Sarai Miranda has spent all of her 19 years in the Bush.
She’s heard of the area’s past from her father, who spent three years working for a company that cut steel beams produced by U.S. Steel. But it wasn’t until Friday, when the first day of the music festival brought the faint sound of guitars and the laughter of outsiders arriving in limos and buses that she’d realized how her old neighborhood was capable of so much energy.
“More people are coming to the community,” Miranda said, standing in the back of her parents’ corner grocery store. “I probably saw 1,000 new faces in and around the store yesterday.

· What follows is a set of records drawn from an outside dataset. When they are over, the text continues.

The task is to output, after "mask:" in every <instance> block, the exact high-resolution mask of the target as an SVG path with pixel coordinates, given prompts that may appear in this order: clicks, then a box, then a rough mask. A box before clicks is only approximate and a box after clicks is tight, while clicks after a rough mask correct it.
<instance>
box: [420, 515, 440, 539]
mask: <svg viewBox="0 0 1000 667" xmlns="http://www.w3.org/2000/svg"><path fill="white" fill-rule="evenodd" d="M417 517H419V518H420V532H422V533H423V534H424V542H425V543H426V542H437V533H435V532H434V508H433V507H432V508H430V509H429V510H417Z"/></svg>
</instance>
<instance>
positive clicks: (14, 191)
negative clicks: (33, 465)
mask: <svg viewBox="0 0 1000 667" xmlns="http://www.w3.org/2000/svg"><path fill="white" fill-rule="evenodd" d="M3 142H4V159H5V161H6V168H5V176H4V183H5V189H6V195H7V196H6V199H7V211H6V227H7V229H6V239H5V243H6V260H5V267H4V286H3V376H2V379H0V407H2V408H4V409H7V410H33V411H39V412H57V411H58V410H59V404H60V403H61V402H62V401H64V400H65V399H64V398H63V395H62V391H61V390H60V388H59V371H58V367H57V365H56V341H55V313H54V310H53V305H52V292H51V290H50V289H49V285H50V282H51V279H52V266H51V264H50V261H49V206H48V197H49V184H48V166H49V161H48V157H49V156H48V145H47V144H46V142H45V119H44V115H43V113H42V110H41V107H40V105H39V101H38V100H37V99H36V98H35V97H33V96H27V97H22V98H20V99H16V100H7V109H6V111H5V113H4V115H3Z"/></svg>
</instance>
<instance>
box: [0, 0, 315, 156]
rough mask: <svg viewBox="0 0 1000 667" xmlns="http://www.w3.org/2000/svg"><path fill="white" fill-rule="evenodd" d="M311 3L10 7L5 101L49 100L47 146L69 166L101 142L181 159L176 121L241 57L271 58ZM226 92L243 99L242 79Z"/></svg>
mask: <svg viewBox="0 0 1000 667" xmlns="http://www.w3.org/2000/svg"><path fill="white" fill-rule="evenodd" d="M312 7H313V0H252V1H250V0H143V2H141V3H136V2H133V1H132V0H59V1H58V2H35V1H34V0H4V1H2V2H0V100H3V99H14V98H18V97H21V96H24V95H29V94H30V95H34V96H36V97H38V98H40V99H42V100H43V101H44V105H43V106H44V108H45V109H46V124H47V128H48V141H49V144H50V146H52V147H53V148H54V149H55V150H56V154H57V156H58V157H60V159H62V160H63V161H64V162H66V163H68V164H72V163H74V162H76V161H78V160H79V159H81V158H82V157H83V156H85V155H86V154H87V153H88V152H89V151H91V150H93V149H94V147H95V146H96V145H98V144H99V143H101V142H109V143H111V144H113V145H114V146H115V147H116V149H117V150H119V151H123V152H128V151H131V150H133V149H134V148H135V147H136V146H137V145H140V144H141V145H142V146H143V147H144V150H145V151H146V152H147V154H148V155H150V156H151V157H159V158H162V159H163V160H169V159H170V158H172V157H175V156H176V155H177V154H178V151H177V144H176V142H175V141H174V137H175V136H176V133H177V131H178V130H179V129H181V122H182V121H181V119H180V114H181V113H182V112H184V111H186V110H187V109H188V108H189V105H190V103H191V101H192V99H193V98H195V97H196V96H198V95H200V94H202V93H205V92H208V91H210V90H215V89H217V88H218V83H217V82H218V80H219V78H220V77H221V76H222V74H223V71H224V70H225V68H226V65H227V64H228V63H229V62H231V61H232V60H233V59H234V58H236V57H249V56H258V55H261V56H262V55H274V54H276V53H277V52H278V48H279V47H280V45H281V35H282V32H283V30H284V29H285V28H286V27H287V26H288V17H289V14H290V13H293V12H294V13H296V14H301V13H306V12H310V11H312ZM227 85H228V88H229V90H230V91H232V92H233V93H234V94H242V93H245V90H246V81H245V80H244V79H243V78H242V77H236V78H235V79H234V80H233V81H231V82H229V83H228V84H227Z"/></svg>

I’ve never seen a bus drive through this neighborhood.”
Miranda’s father, Ramon, said the sight reminded him of the days when CTA buses would line up for blocks every day, taking steelworkers to and from their jobs.
“I think it’s good because you’ve got more people around,” he said. “We’re not making (more money), but you see lots of people enjoying themselves.”
Although this weekend’s festival is only temporary, the old steel plant site has long been the target of a neighborhood rebirth, with ambitious plans that were eventually abandoned ranging from an airport to a casino.
The current plan — a $4 billion project spread over 30 to 40 years that would include new housing, a marina and a shopping center — promises to change the neighborhood yet again if it is built. Many who live nearby said they want the land developed but worry they wouldn’t be able to afford to stay.
Until then, there was music and some welcomed excitement Saturday.
“It’s fun,” said Porcha Perry, 20. “It’s a good experience to see something new going on.”